Quando eu tinha 10 anos, o meu pai foi o “Juiz da Cruz” que tinha a responsabilidade de organizar o compasso e dar o almoço aos participantes e eu fui pela primeira vez no compasso, a tocar a campainha. Nos anos seguintes raramente voltei a participar no compasso porque me competia ficar na vacaria a “segurar as pontas” enquanto o meu pai participava e depois ajudar a minha mãe a preparar a mesa com um pequeno lanche para a comitiva do compasso.

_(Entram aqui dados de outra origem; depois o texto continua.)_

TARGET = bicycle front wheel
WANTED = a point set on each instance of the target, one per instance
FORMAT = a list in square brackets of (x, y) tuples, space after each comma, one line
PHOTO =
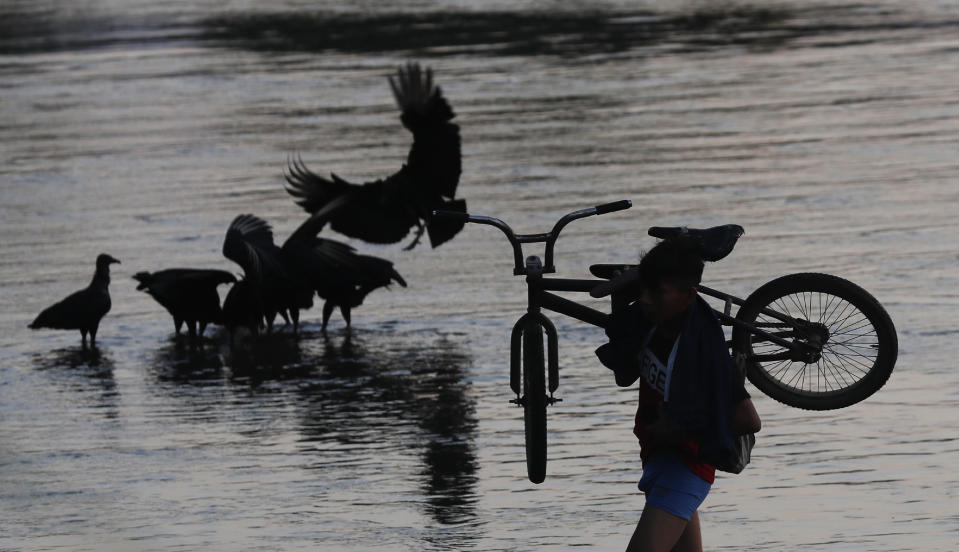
[(857, 339), (534, 402)]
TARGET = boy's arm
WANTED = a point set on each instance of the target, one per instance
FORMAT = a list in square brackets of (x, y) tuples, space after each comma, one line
[(744, 418)]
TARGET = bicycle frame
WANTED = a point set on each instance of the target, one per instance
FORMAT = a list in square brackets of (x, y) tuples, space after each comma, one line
[(540, 297)]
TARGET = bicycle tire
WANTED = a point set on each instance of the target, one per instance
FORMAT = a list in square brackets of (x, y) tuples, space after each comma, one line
[(858, 354), (534, 402)]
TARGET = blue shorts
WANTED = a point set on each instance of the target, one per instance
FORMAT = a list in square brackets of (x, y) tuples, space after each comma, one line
[(671, 486)]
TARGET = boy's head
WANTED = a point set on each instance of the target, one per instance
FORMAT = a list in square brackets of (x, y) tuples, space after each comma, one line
[(669, 274)]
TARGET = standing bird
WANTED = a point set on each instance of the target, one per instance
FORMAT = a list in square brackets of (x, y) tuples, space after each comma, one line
[(268, 288), (384, 211), (188, 294), (306, 264), (83, 309)]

Só nos últimos anos voltei a participar no compasso de forma ativa.
Para um agricultor e criador de animais, participar nestas atividades pode ser difícil ou quase impossível. O trabalho nos campos ainda pode esperar, mas é preciso assegurar a ordenha, a alimentação e providenciar os cuidados necessários.

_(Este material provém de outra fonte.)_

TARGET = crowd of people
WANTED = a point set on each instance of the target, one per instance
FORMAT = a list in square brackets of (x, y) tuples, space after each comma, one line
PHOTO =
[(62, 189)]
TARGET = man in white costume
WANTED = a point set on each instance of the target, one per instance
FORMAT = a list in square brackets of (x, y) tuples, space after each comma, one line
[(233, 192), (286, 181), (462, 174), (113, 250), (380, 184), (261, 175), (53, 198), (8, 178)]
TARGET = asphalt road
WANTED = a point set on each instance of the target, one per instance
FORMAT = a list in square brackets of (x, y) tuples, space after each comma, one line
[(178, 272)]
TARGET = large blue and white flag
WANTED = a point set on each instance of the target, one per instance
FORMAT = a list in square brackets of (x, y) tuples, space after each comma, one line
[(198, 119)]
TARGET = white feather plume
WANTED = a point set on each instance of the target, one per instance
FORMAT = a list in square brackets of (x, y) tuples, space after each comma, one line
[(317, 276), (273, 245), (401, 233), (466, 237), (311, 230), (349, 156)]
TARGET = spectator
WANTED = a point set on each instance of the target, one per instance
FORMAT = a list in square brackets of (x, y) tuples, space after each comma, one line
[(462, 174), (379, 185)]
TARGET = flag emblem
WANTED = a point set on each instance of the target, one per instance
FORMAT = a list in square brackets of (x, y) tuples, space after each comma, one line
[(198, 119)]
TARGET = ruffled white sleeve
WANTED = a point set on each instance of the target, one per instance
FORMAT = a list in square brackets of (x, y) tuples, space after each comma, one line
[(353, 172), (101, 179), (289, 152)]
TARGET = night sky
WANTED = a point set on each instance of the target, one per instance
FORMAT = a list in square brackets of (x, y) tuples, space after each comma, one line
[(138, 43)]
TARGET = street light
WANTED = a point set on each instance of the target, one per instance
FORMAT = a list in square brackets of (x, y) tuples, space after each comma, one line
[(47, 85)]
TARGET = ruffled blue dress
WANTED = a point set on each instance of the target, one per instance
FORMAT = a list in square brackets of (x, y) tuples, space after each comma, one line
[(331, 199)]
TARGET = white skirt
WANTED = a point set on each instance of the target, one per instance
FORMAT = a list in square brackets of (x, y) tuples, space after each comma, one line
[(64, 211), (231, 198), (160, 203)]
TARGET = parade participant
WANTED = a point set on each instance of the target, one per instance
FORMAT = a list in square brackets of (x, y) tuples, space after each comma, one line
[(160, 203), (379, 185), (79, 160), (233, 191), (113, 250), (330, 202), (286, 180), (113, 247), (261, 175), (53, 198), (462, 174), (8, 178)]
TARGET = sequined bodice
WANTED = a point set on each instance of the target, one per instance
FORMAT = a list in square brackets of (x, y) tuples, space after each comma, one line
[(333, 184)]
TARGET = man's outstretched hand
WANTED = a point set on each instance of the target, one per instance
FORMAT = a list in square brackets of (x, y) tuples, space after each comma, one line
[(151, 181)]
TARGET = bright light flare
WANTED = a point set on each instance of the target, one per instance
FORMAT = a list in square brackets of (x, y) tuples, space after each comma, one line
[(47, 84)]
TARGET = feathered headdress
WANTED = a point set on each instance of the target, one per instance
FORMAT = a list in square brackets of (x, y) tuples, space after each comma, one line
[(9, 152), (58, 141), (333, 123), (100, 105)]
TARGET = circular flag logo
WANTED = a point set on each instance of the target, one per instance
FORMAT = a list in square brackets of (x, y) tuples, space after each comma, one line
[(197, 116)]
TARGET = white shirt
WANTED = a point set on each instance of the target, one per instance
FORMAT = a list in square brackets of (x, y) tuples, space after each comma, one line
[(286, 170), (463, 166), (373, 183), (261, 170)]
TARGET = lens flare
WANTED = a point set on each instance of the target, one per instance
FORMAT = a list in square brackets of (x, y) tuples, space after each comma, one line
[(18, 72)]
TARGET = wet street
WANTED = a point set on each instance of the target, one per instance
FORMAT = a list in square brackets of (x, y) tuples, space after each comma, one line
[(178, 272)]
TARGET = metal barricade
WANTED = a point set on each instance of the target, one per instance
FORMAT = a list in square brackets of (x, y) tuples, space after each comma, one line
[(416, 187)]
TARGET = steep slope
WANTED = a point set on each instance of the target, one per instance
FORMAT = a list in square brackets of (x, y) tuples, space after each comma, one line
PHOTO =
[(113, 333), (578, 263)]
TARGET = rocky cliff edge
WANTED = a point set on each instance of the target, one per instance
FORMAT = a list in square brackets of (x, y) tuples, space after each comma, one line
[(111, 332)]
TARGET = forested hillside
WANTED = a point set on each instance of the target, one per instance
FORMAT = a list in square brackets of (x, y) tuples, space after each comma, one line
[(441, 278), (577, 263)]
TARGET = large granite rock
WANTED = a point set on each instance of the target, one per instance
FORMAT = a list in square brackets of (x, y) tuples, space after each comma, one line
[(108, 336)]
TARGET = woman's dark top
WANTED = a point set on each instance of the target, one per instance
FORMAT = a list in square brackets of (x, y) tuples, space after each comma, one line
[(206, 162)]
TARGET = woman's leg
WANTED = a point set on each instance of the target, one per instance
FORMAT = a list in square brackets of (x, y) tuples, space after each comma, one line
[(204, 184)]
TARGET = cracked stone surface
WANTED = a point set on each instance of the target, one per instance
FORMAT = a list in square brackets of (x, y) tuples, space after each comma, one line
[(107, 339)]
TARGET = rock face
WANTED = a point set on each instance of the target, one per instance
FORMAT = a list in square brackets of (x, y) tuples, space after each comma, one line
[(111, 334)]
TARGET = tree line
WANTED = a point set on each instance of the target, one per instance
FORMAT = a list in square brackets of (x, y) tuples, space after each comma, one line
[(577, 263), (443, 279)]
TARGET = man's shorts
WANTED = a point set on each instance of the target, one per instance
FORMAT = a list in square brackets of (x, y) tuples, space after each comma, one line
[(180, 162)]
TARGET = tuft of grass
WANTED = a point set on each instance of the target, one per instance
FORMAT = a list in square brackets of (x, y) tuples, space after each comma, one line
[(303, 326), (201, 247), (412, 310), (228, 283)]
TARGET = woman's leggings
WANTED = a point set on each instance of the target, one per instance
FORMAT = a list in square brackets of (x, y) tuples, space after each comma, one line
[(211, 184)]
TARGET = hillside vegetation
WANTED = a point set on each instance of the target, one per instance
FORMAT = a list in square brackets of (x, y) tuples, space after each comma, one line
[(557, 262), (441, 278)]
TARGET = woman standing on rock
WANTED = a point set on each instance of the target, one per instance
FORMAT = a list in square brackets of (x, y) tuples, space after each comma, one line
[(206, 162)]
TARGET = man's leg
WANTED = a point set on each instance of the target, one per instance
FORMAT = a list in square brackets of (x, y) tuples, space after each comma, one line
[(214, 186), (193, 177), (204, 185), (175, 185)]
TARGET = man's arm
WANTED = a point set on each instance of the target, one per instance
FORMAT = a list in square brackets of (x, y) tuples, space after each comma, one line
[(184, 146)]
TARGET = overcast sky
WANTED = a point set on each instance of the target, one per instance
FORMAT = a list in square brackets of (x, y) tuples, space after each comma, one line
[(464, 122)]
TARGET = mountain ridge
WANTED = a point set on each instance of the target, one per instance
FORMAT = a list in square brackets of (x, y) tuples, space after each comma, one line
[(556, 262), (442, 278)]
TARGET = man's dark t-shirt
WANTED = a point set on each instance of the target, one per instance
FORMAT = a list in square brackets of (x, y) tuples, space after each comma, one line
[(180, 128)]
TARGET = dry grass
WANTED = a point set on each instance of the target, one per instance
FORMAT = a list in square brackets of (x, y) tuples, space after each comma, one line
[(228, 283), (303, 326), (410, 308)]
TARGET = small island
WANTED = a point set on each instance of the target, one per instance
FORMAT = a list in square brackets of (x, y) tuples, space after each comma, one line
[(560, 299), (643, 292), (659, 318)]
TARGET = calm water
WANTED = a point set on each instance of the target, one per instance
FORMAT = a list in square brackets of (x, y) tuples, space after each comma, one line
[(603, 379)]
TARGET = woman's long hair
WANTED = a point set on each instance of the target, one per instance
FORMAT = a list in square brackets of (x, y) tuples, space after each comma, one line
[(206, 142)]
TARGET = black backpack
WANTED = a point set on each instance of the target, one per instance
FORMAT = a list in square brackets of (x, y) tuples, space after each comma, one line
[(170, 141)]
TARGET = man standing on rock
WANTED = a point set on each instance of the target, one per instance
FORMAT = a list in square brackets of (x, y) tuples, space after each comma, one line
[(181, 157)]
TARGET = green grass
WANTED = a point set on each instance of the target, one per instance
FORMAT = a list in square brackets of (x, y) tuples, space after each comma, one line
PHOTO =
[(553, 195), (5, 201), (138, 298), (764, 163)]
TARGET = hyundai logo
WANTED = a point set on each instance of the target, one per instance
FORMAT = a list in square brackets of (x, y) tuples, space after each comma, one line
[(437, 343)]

Apesar disso, através das fotos publicadas nas redes sociais, vi com satisfação que muitos colegas agricultores participaram ativamente nesta tradição pascal. Para isso certamente adiantaram o trabalho possível, levantaram-se mais cedo, organizaram as coisas e deixaram algum trabalho para depois.
Regra geral, os agricultores trabalham a terra que herdaram dos pais, a terra onde viveram os seus pais e avós e são, portanto, gente da terra e das terras, gente que conhece e mantém viva as tradições. Por isso as tradições precisam dos agricultores e os agricultores, mesmo que tenham de fazer um esforço extra, também precisam de participar nas tradições, integrar-se na comunidade e manter vivas estes momentos de festa, de encontro, de partilha, de esperança, de contacto direto com as pessoas.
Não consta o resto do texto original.